Richard, nice post. I appreciate that you end by discussing other possible sources for biofuels that don’t carry the same ecological consequences as ethanol from corn and biodiesel from palm oil. That’s a level of nuance that many seem to miss, either hopping on the “ethanol is evil” or “ethanol is our savior” bandwagon.
Ethanol from corn is neither a solution to fossil fuel dependence or global warming and is more about farm subsidies than either. It’s time we stop giving more support to corn ethanol, which amounts to only a small incremental improvement in lifecycle or well-to-wheels fossil energy use or greenhouse gas emissions (and even that’s debated, with some claiming ethanol takes more fossil energy to produce than it displaces when used).
Palm oil biodiesel is better when it comes to displacing fossil fuels, and potentially for greenhouse gas emissions reductions, but when it comes at the cost of massive deforestation and habitat destruction, we end up no better off than where we started. The same is true of biodiesel from soy grown on plantations in cleared rainforest lands, as has been an expanding practice in Brazil in recent years.

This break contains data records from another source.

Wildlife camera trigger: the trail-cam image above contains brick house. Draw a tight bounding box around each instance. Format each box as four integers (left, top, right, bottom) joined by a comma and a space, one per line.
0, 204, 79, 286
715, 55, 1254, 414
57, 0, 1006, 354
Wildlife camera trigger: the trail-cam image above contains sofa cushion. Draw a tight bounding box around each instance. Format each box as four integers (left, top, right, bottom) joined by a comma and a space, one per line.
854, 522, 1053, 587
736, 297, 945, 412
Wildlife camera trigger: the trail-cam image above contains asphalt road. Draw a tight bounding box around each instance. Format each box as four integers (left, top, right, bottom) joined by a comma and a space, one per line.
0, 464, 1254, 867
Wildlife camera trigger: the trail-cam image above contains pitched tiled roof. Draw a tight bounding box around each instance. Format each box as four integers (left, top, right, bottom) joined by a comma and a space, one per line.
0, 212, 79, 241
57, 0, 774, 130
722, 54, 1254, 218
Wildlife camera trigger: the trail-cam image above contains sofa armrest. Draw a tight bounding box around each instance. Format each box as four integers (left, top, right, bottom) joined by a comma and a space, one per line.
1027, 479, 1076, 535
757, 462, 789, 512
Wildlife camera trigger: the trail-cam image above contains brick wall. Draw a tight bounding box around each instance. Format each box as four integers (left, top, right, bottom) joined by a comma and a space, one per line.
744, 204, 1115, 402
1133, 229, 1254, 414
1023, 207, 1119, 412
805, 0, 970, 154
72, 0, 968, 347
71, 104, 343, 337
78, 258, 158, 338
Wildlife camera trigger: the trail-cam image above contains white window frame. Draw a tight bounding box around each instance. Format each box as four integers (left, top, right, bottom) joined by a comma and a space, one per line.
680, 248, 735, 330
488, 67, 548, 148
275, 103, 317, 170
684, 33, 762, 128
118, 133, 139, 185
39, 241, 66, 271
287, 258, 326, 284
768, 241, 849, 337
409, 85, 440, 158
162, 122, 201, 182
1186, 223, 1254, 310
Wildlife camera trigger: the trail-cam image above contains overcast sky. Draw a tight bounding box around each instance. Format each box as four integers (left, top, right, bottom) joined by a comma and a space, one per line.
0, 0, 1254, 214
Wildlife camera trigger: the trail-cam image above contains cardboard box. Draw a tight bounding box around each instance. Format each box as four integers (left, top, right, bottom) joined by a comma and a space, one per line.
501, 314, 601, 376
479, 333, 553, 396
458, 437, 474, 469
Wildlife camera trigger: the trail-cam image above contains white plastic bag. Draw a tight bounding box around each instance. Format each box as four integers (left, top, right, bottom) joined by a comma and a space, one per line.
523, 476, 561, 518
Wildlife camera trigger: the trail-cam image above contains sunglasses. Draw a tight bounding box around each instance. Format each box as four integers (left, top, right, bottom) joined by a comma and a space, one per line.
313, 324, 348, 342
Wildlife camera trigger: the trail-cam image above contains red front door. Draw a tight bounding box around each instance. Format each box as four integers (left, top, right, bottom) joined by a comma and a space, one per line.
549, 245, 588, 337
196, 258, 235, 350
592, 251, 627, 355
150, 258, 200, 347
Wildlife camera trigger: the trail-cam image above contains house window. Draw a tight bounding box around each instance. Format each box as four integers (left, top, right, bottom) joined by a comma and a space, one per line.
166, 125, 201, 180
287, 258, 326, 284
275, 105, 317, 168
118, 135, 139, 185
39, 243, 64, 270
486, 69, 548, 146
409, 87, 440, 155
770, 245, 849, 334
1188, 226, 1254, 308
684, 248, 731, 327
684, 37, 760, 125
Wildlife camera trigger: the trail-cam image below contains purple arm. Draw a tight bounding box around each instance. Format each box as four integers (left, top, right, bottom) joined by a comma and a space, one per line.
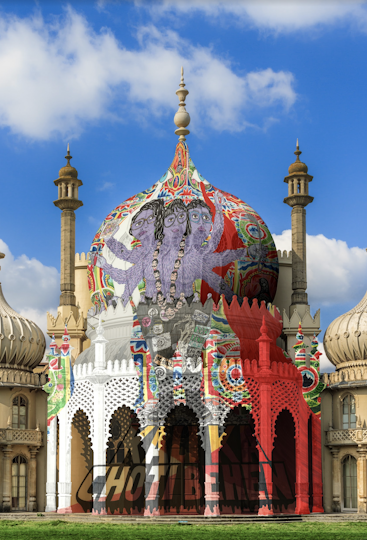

We need to be careful in examining our options for replacing fossil fuels in transportation. We don’t want to end up trading one unsustainable, polluting option for another. Luckily, we do have many options. Some may require a bit more work to commercialize, but biofuels from sustainably harvested biomass crops, like the prairie grasses you mentioned, as well as agricultural, forestry and urban wastes can displace perhaps up to 1/3rd of our current oil use. Fueling up highly efficient plug-in hybrid electric vehicles that get their remaining fuel from an electricity grid with a growing share of renewable energy sources such as wind, solar, and geothermal could displace the entirety of our oil use for transportation.
A sustainable energy future is possible, even for transportation fuels. However, we must be careful in plotting the course we take to get there.